ASIAN-AMERICANS ASSUMED TO HAVE CLASS PRIVILEGE
I am perceived as being in a higher class because I am Asian — higher than other POC but not as high as white people.
As a Chinese-American man, I am stereotyped to be the breadwinner.
PEOPLE OF COLOR ASSUMED TO BE OF LOWER CLASS
As a person of color, it was assumed that we were members of the working class…. we weren’t encouraged or able to have high goals or attend college, etc.
I feel that I am seen as hood or ghetto. I can’t own this home so I must work here.
RACISM INFLUENCES CLASSISM
As a black woman I don’t have generations of wealth as scaffolding.
As a first generation Egyptian American young woman born raised before, during, and after 9/11, I experienced class discrimination based on my ethnicity and faith.
My parents often put me in environments with white people. I was usually one of a handful of people of color. I would hide the ways my parents were not as wealthy as the people we were around.
Barriers to financial resources, loans, rates, predatory practices.
Our family didn’t fit the norm of a Filipino family which worked together and took care of each other. White people treat us (Pacific Islanders) as “immigrants” and all races stereotype us to be passive and submissive. I’m labeled as a troublemaker in my community because I speak out!
JUST PLAIN CLASSISM
I’m often seen as white trash mama on welfare.
JUST PLAIN WHITE PRIVILEGE
Don’t have to think about it much in my identity as a white person. Mostly feel comfortable knowing that I will be remembered when social decisions are being considered.

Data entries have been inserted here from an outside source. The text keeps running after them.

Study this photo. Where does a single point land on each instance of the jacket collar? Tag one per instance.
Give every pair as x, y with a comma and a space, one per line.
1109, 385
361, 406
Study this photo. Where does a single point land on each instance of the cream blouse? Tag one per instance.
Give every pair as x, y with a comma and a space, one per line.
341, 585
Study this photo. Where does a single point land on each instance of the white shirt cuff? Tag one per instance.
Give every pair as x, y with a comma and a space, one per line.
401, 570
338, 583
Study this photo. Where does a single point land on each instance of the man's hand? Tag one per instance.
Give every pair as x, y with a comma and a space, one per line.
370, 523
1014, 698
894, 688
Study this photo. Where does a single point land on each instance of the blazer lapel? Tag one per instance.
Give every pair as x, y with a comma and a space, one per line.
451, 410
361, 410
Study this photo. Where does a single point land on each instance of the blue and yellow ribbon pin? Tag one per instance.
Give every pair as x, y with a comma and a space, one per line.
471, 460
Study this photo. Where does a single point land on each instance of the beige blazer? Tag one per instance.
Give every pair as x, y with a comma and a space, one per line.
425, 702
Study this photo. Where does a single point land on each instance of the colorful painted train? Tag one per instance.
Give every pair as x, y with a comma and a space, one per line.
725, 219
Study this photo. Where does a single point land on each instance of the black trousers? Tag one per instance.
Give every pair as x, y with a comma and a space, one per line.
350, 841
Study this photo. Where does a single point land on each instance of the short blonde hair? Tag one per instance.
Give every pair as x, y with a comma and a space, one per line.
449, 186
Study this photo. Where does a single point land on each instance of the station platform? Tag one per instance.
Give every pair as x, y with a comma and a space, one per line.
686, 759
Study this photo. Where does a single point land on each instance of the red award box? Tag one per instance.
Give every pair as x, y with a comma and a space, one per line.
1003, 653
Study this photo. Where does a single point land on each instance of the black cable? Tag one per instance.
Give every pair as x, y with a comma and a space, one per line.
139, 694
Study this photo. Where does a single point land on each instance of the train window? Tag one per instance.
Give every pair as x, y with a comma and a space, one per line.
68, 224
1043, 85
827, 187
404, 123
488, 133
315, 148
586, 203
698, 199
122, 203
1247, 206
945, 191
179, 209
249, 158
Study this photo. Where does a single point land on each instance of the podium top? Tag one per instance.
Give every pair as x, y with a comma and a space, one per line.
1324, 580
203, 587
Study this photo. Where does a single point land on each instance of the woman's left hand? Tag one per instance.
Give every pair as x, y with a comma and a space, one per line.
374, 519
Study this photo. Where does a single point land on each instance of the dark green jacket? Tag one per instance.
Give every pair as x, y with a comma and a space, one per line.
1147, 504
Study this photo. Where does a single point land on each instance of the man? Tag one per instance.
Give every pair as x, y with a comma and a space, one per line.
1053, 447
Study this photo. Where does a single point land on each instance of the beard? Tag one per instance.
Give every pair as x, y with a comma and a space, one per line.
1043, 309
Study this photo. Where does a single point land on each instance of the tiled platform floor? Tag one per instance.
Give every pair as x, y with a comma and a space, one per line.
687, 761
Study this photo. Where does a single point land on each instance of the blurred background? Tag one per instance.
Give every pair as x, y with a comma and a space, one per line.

I am white and have gotten many things despite lack of training and education because of skin color.
I’m comfortable and ‘class-blind’ generally.
I don’t appear unusual in high-end places.
Can live where I want if I can afford cost.
Never have to explain my class.
WHITE PRIVILEGE HIDES CLASS REALITIES
Because of my education and race, people assume I’m from a higher class level.
People don’t expect me to be poor.
Mixed-race, white-presenting – I am generally assumed middle class and given middle-class privilege – I also have experienced homelessness and bankruptcy and am now professional in education but lower-middle class as a contract worker w/ no benefits.
I can hide my class background more easily because of my whiteness.
My class is hidden so I feel sometimes that I’m stereotyped as part of the white elite.
Because I am white I think people make assumptions about me that may overstate my wealth.
Because I am White, no matter how low class I am, I am never perceived as being at the bottom. There are always people lower than me. Those people are people of color.
Expectations of higher class – shame if lower.
I’m white, so just kind of the default social assumptions, I guess. I married into working class, though, which gets interesting reactions due to both classism and sexism. (Female, apparently I married “down” which goes against everything “everyone” knows about women?)
As an educated white woman, people make an assumption about my class. While my childhood experience was professional middle class, my parents lost everything when my mother was diagnosed with cancer. We went bankrupt, were on food stamps and were homeless for a while.
I am most often presumed to be from & in the professional middle class whether that was my actual experience or not.
I benefit from white privilege, which gives me access, but I don’t know how to navigate middle class culture. And I resent middle and upper class whites who neither name or own their class privilege. This keeps me from joining whites in racial justice or marriage equality. Plus now that I have a college degree people assume I’m middle class, but my while my bank account is bigger, I still go home to a working class partner and family. I don’t say this to distance myself from the real benefits of whiteness, but to tell a more complete story.
I am a white male so usually it is assumed I am middle class and up. If my regional identity of Appalachian comes up it is more likely assumed I am poorer.
WHITENESS ALLOWS FOR INCREASED CLASS MOBILITY
Being a white male I move easily between the classes right above and below me, this is a significant privilege.
So many privileges which were givens. More access to opportunities like private school, college, emergency funds when needed, stable housing, reliable transport, parents who had the resources to keep me healthy and educated.
Can “pass” in both higher and lower classes.
Easier to move between classes when economic status changes – more free to define myself.
Buffered by white privilege – knowledge – knowledge that whiteness may help me recover some economic stability sooner than a mother of color in my circumstances – mid-divorce, falling from upper-middle-class into poverty.
I have more access to social, political, economic institutions than a person of color in the same class.